Новый Мир Новый Мир - Новый Мир ( № 1 2008)
10. Внимательно (а порой и невнимательно) посмотрел ретроспективу режиссера Джима Джармуша на СТС. Не знаю более искусственного и вымороченного, совершенно придуманного (высосанного из пальца) режиссера. Рекордное количество фальши на единицу времени. Уже не говоря о всех слагаемых (типа несущей метафоры или сюжета).
Кое-где есть проблески таланта, но изначальная посылка порочна и неточна, из-за чего вся конструкция подгнивает с первых же кадров. В “Мертвеце” — это грим Джонни Деппа, в “Ночи на земле” — финальная песня Тома Уэйтса. Каждый фильм похож на приступ зубной боли, столько в нем неправильных и пафосных сдвигов, с которыми невозможно бороться, которые невозможно одолеть. Все это выглядит особенно противным на фоне режиссерской распальцовки — де вот такие мы мужественные и независимые.

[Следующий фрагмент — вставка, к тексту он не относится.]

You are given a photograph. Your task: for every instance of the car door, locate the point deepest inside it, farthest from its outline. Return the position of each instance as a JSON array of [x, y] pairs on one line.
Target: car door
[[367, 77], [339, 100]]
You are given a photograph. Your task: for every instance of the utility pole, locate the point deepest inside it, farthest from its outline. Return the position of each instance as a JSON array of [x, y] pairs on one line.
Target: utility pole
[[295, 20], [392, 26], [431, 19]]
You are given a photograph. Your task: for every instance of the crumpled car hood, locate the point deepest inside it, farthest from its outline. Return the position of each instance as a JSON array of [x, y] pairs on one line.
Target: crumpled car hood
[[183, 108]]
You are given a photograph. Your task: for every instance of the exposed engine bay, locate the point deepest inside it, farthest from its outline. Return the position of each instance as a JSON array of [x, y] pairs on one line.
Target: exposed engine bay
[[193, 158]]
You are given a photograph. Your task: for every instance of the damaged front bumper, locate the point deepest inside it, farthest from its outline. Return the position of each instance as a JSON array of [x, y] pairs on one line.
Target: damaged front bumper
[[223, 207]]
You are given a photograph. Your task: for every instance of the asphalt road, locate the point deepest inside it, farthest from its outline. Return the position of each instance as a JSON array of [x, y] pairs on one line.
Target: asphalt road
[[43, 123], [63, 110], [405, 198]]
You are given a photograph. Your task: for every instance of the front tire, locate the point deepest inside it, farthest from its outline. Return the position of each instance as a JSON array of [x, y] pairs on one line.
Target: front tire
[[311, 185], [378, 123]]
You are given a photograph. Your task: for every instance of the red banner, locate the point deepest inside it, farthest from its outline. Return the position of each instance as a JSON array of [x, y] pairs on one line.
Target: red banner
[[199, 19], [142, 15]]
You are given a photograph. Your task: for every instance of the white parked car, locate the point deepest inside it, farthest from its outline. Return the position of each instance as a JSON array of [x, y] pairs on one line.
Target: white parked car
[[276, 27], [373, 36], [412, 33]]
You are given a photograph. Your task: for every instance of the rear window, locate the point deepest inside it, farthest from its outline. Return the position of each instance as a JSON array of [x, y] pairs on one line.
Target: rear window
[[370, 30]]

Не люблю не любить, но в случае с Джармушем ничего не могу с собой поделать.
Post scriptum. “Лабиринты фавна” дель Торо мы смотрели на последнем сеансе в “Ролане”. Народу было немного, но. Перед нами сидели три в хлам пьяных гомосексуалиста. Во время сцены, когда девочка исполняла первое желание фавна (залезла в смоковницу, внутри которой жила жуткая жаба, кинула в глотку жабе три камня, из-за чего жаба выблевала саму себя и сдулась), Оля попросила меня пересесть. Прикол в том, что парень, сидевший перед нами, блевал во время сцены блевания жабы в кино, очень уж это натуралистично вышло.
После сеанса мы по стародавнему обычаю обсуждали фильму. Что, мол, стало много “странных” фильмов с этакой нарочитой придурью. Вспомнили недавно рассмешившего нас “Иллюзиониста”, где тонкая игра вскрывалась так красиво и незаметно, что ее можно было бы и пропустить.
А в “Лабиринте фавна” все очень топорно и просто. И никакой духовности, в отличие, скажем, от недавней “Страны приливов”, построенной схожим образом — нарастанием невротического симптома.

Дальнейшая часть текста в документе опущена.